MANO의 15개 joint rotation에 맞추려면 high DoF regression이 필요한데, 이는 비정상적인 손 자세를 유발할 수 있다. (Fig.7) 사람의 손은 kinematic tree에서 모델링될 수 있고 joint의 대부분은 굽힘 축(bend axis)에 대해 하나의 DoF만 가지고 있기 때문에 원하지 않는 축에 대한 회전에 제약을 가할 수 있다. 따라서, 제안된 twist,splay,bend Cartesian coordinate frame을 kinematic tree를 따라 각 joint에 할당할 수 있다. (각 join에 twist,splay,bend에 대한 정보 할당) 프레임의 x,y,z 축은 twist,splay,bend 방향과 같은 축이 된다. 그런 다음 twist와 splay 축에 제약을 적용하고 굽힘 각도에 각도 제약을 적용할 수 있다.

Anchors.

Since the hand mesh of different subjects are almost identical in the subdivision of hand region (e.g. phalanges), we can interpolate several representative points (later we call it anchors) on hand mesh to largely reduce the number of HO vertex pairs. Instead of attaching springs from object mesh to all the affinitive vertices on hand mesh, we only attach them on the several hand subregion centers, as we call it anchors (Fig. 2 left). According to the statistics [24, 7] on the contact frequency of different hand parts, we first divide the full hand palm into 17 subregions: 3 for each phalange of 5 fingers, 1 for metacarpals, and another for carpals. Then, we interpolate up to 4 anchors for each subregion. We ignore all the vertices on the back side of the hand.

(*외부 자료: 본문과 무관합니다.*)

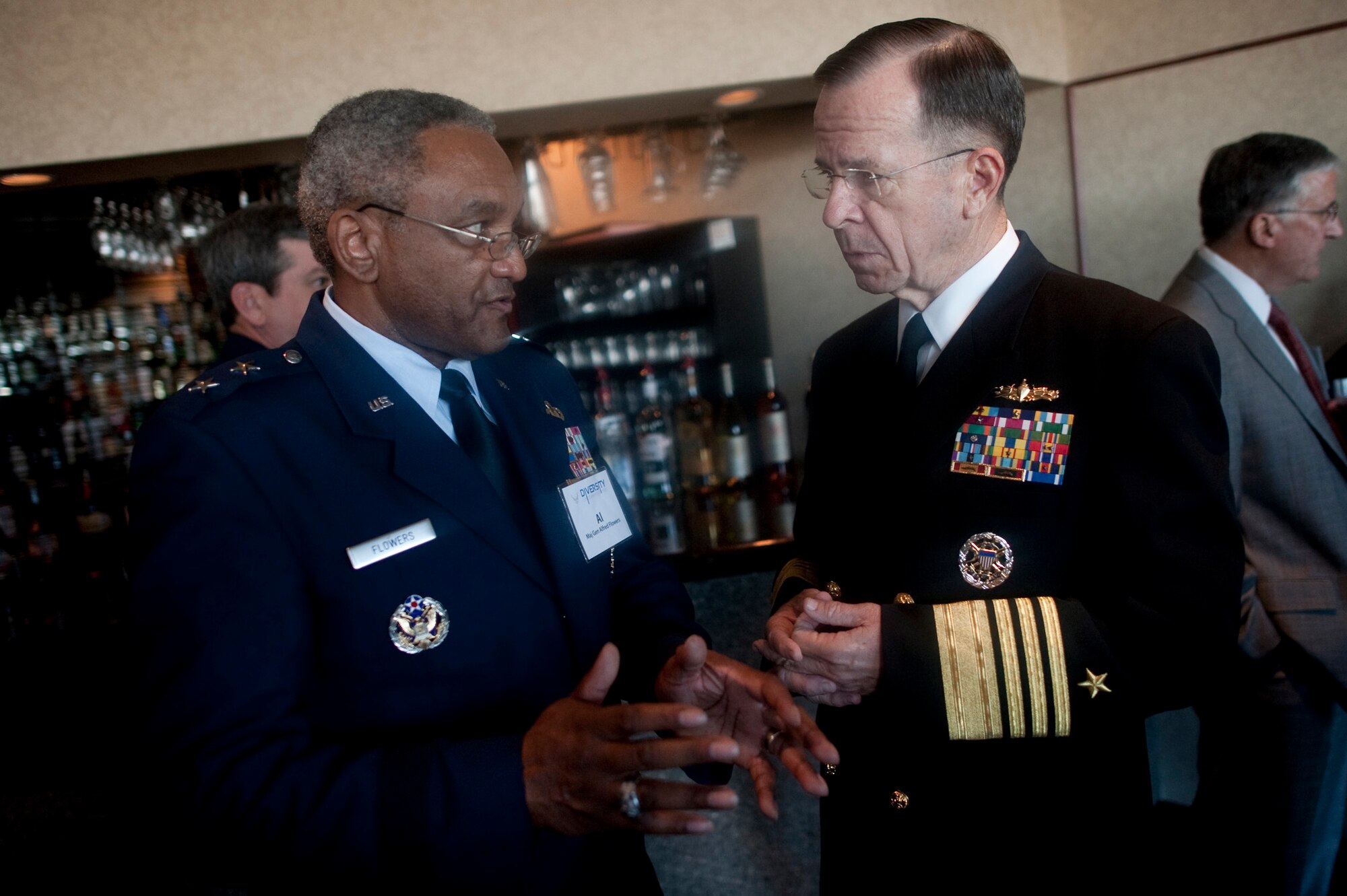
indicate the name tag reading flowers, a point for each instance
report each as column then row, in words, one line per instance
column 596, row 514
column 391, row 544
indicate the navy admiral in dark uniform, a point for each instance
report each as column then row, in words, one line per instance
column 382, row 579
column 1015, row 530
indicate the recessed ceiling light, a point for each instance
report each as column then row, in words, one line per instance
column 742, row 97
column 26, row 179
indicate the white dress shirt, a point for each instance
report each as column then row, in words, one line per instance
column 1252, row 292
column 948, row 311
column 418, row 377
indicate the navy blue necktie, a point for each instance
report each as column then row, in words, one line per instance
column 915, row 335
column 476, row 435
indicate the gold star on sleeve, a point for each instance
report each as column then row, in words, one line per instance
column 1094, row 684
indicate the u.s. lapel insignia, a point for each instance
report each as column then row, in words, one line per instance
column 1094, row 684
column 577, row 454
column 420, row 623
column 1024, row 392
column 985, row 560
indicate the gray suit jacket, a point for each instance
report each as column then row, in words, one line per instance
column 1290, row 477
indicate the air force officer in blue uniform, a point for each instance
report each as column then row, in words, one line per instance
column 378, row 650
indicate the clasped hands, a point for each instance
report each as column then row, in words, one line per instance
column 825, row 649
column 580, row 753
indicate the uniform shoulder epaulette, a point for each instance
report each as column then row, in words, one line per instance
column 222, row 381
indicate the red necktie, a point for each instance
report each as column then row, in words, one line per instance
column 1287, row 333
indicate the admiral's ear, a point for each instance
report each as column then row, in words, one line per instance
column 247, row 299
column 356, row 240
column 985, row 172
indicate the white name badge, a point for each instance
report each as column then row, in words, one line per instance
column 596, row 514
column 390, row 544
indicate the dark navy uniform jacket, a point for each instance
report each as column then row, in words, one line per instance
column 280, row 711
column 985, row 758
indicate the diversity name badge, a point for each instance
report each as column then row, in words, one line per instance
column 579, row 454
column 1014, row 443
column 596, row 513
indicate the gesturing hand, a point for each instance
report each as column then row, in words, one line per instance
column 579, row 754
column 747, row 704
column 825, row 649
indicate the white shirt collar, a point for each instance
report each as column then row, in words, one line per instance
column 418, row 377
column 948, row 311
column 1248, row 288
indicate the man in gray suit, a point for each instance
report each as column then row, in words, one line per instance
column 1274, row 750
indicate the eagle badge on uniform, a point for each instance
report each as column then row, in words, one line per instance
column 985, row 560
column 418, row 625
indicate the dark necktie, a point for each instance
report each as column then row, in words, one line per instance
column 915, row 335
column 476, row 435
column 1282, row 324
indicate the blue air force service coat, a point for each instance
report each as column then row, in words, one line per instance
column 282, row 716
column 1047, row 524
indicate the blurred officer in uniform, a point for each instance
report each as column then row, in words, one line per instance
column 1015, row 532
column 261, row 273
column 1274, row 750
column 385, row 634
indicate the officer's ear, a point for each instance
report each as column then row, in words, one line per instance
column 247, row 299
column 985, row 171
column 1263, row 229
column 356, row 240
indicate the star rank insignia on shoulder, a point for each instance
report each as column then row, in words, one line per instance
column 1024, row 392
column 1094, row 684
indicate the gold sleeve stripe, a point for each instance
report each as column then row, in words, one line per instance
column 1034, row 669
column 1058, row 666
column 797, row 568
column 968, row 670
column 1010, row 668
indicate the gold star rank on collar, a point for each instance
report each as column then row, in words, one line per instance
column 1024, row 392
column 1096, row 684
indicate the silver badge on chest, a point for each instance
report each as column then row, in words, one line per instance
column 985, row 560
column 420, row 623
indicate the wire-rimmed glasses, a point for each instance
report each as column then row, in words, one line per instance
column 820, row 180
column 499, row 246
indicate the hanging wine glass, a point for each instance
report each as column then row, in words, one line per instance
column 539, row 213
column 596, row 166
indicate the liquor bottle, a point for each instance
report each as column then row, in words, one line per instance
column 655, row 448
column 735, row 464
column 615, row 438
column 696, row 432
column 778, row 479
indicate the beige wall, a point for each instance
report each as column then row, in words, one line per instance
column 103, row 78
column 1144, row 141
column 1113, row 35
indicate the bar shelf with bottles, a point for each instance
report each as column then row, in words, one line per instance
column 76, row 384
column 658, row 329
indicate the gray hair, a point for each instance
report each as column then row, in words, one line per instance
column 968, row 83
column 246, row 248
column 366, row 149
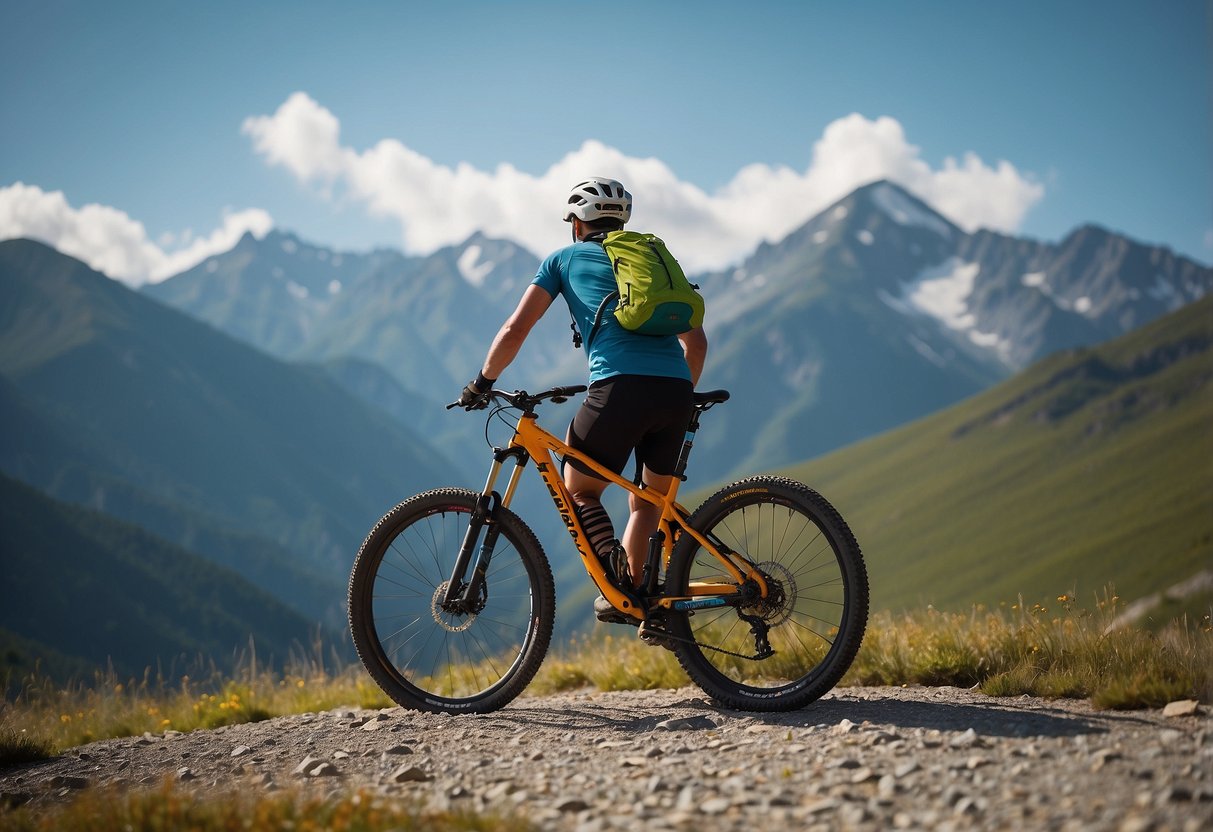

다른 물체에 대한 hand mesh에서 hand region에 대한 세분화는 거의 동일하기 때문에 hand mesh에 여러 대표 점(즉, anchor)을 interpolate하여 HO vertex pair의 수를 크게 줄일 수 있다. object mesh의 스프링을 관련있는 모든 hand mesh의 vertex에 붙이는 대신에, anchor라고 하는 몇몇 개의 손의 하위영역의 중심에만 붙인다. 다른 손 부분의 접촉 빈도에 대한 통계에 따르면, 먼저 전체 손바닥을 17개의 하위영역으로 나눈다 : 5개의 손가락의 각 지골에 대해 3개씩, 중수골(손바닥 뼈, Fig.2 왼쪽 참조)에 대해 1개, 손목에 대해 1개이다. 그런 다음 각 하위 영역에 대해 최대 4개의 앵커를 interpolation한다. 저자는 손의 뒷면에 있는 모든 vertex를 무시한다.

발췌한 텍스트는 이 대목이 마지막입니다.